Tantangan Bagi Prabowo dalam Mengelola Keseimbangan Kekuasaan
Tantangan terbesar bagi Prabowo adalah mengelola keseimbangan kekuatan di antara para aktor politik, termasuk pengaruh yang masih kuat dari Presiden Joko Widodo (Jokowi). Dalam upaya mengonsolidasikan kekuasaan, Prabowo harus memastikan bahwa tidak ada pihak yang memiliki kekuasaan lebih tinggi dari presiden. Ini akan menjadi uji coba besar bagi Prabowo dalam menjaga hubungan dengan PDIP dan partai-partai lainnya, serta memastikan bahwa ia tidak terlalu tersandera oleh pengaruh Jokowi.
Prabowo harus melakukan manuver politik yang cermat untuk mengelola balance of power. Meskipun Jokowi akan lengser dari kursi presiden, pengaruhnya di panggung politik Indonesia masih kuat, terutama melalui jaringan loyalisnya dan popularitas di kalangan rakyat. Prabowo perlu memastikan bahwa pengaruh ini tidak mengganggu otoritasnya sebagai presiden.
PDIP, sebagai partai politik terbesar dan rumah politik Jokowi, akan menjadi pemain kunci dalam pemerintahan Prabowo. Menjaga hubungan baik dengan PDIP adalah krusial, namun Prabowo harus berhati-hati agar tidak terlalu bergantung pada partai ini. Keseimbangan yang baik harus dicapai untuk memastikan dukungan legislatif tanpa kehilangan kontrol eksekutif.

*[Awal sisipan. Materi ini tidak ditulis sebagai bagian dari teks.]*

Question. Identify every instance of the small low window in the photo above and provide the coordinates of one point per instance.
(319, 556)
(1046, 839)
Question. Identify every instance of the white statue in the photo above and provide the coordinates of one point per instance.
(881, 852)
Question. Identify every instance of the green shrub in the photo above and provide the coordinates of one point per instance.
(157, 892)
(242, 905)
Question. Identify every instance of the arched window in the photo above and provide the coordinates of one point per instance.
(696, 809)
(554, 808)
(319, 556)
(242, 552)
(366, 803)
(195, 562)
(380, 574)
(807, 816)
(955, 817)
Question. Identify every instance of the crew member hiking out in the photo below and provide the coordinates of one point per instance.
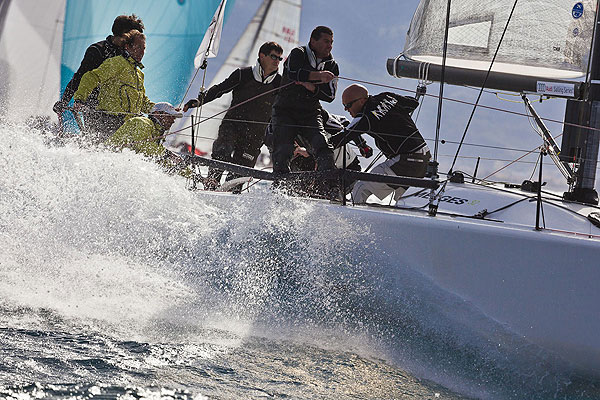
(95, 55)
(121, 87)
(386, 118)
(297, 107)
(239, 141)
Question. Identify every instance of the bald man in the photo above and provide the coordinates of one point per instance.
(386, 118)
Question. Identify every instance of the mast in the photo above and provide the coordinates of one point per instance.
(581, 144)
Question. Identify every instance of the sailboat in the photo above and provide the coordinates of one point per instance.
(57, 33)
(525, 257)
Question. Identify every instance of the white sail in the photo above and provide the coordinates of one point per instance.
(275, 20)
(210, 43)
(548, 38)
(30, 53)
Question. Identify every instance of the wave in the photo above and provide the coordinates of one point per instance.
(107, 242)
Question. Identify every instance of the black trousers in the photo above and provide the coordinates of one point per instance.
(287, 124)
(236, 143)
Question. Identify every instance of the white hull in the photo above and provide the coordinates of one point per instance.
(541, 285)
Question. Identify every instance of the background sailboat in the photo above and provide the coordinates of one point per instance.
(275, 20)
(42, 44)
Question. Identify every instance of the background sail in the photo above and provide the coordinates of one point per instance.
(30, 49)
(209, 47)
(275, 20)
(549, 38)
(42, 44)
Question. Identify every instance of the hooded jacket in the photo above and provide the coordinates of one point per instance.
(121, 83)
(299, 64)
(386, 118)
(246, 83)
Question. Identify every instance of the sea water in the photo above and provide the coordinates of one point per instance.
(117, 281)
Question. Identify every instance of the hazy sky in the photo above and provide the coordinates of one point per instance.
(366, 34)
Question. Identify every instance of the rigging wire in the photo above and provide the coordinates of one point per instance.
(442, 81)
(483, 85)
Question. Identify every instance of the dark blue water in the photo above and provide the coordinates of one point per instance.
(116, 281)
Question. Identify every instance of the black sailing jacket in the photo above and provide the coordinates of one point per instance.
(297, 68)
(386, 118)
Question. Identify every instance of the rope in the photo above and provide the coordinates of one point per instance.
(483, 85)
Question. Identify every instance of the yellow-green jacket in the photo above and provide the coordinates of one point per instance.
(137, 133)
(121, 82)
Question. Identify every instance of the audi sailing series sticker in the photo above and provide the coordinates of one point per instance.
(577, 11)
(556, 89)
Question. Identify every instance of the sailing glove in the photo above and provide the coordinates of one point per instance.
(59, 107)
(366, 151)
(193, 103)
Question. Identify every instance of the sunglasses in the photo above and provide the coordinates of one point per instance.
(349, 104)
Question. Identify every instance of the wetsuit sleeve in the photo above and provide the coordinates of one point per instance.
(91, 60)
(226, 86)
(359, 125)
(147, 104)
(295, 62)
(95, 77)
(326, 91)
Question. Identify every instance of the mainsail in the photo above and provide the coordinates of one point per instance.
(275, 20)
(545, 38)
(42, 44)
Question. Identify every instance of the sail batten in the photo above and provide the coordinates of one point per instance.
(275, 20)
(545, 35)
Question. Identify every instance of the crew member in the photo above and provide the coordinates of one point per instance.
(297, 107)
(242, 132)
(386, 118)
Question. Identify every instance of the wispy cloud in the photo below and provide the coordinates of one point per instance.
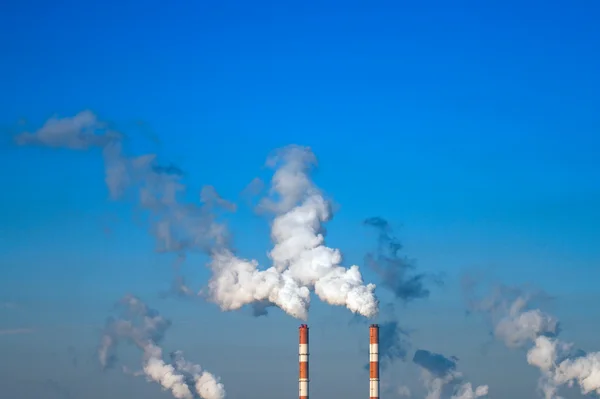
(7, 305)
(15, 331)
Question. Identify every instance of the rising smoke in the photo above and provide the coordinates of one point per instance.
(517, 324)
(302, 263)
(145, 328)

Pengaruh Jokowi tidak hanya berasal dari posisinya sebagai presiden, tetapi juga dari jaringan loyalisnya, baik di pemerintahan maupun di luar pemerintahan. Gibran Rakabuming Raka, putra Jokowi, dan beberapa menteri yang mungkin akan tetap berpengaruh dalam kabinet baru, bisa menjadi faktor penting. Prabowo harus bijak dalam menangani loyalis Jokowi agar mereka tetap produktif tanpa membayangi kepemimpinannya. Prabowo juga harus memastikan bahwa koalisi partai yang mendukungnya tetap solid. Koalisi yang beragam dengan berbagai kepentingan dapat menjadi tantangan besar dalam menjaga stabilitas pemerintahan. Prabowo perlu menunjukkan kemampuan manajemen konflik yang kuat untuk menjaga koalisi tetap utuh dan bekerja efektif.
Kepemimpinan Prabowo akan diuji dalam hal kemampuannya mengelola hubungan dengan berbagai aktor politik. Ia harus menunjukkan bahwa dirinya mampu menjadi pemimpin yang tegas namun fleksibel, mampu mendengar namun tetap memegang kendali. Prabowo harus memastikan bahwa otoritasnya diakui oleh semua pihak tanpa menimbulkan friksi yang bisa mengganggu stabilitas pemerintahannya.
Selain mengelola balance of power di kalangan elit politik, Prabowo juga harus menangani harapan publik yang tinggi terhadap pemerintahannya. Publik menginginkan perubahan yang signifikan dan perbaikan dalam berbagai sektor, seperti ekonomi, infrastruktur, dan pelayanan publik. Prabowo perlu membuktikan bahwa ia mampu memenuhi ekspektasi tersebut tanpa terjebak dalam politik praktis yang hanya menguntungkan segelintir elit. Ide pembentukan sekretariat gabungan (Setgab) seperti yang pernah dilakukan oleh SBY pada tahun 2009 kembali mencuat. Namun, daya pengaruh Setgab ini tentu tidak akan sebanding dengan posisi ketua partai politik. Pengelolaan pengaruh melalui Setgab mungkin lebih lemah dibandingkan dengan lembaga negara seperti partai politik dan parlemen.
Masa depan politik Jokowi setelah tidak lagi menjabat sebagai presiden sangat bergantung pada bagaimana ia mengelola dukungan dan pengaruhnya. Kemungkinan besar, Jokowi akan tetap menjadi figur penting di belakang layar, baik melalui proksi maupun cawe-cawe langsung. Namun, tantangan terbesar baginya adalah memastikan bahwa pengaruhnya tetap signifikan tanpa posisi resmi di pemerintahan atau partai politik. Kita akan melihat dinamika ini berkembang dalam beberapa bulan ke depan hingga pelantikan presiden baru pada Oktober mendatang.